Work can create heat but heat can't create work

1. Sep 8, 2014

wrenchtime

Suppose we refine some of terms in thermodynamics based on the follow statements:
1. All energy has two components: work energy and heat energy.
2. Work is the change in work energy which is equal to the energy available to do work.
3. Heat is the change in heat energy which is equal to the energy unavailable to do work.
4. Work can create heat but heat can not create work.

How would these changes effect the transfer energy between a hot(h) and cold(c) containers of water?

The hot container is a higher energy state therefore it holds more work energy than the cold container.
Therefore the energy transfer is:

First law:
Energy (hot)(-) + Energy (cold)(+) = 0
(Energy release from hot container is equal to energy absorbed by the hot container)

Second law:
The change in work energy (hot) is greater than the change in work energy (cold)
Or work done by the (hot) is greater than the work absorbed by the (cold)
Work (hot)(-) + Work (cold) (+) = Total system work change(-)

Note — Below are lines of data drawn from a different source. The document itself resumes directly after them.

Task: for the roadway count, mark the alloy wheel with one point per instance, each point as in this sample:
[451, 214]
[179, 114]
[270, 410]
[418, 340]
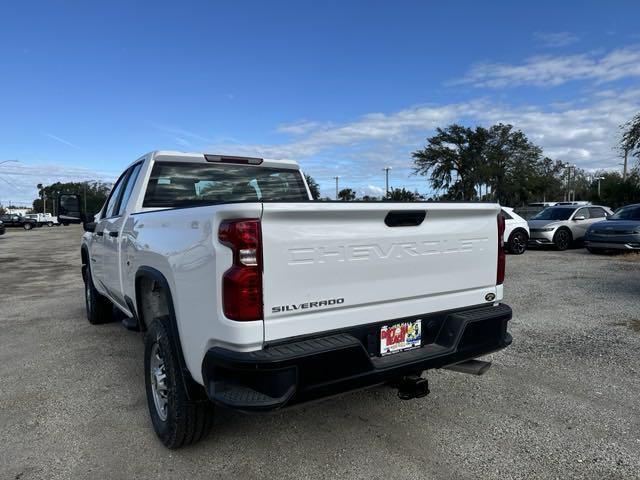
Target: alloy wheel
[159, 387]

The change in heat energy (hot) is less than the change in heat energy (cold)
Or heat (hot) is less than the change in heat energy (cold)
Heat (hot)(-) + Heat (cold) (+) = Total system heat change (+)

Summary:
To maintain the first law the total change in Energy must be zero, therefore
Total system work change (-) + Total system heat change (+) must be equal to zero

Another example of this is the constant enthalpy process. (throttling)
During this process the energy change is zero but
the energy available to do work (Work) is converted to energy unavailable to do work (Heat).

With this approach the entropy and the total system heat change both increase during the transfer of energy between two medium.
Also this would apply to all energy (potential, kinetic and etc.)

What are the problems with approach?

2. Sep 8, 2014

3. Sep 8, 2014

Staff: Mentor

Heat can do work, that is the basis of all heat engines.

We do not do personal speculation. If you have questions about mainstream thermodynamics then you are free to ask them here, but not speculate on possible changes to thermodynamics.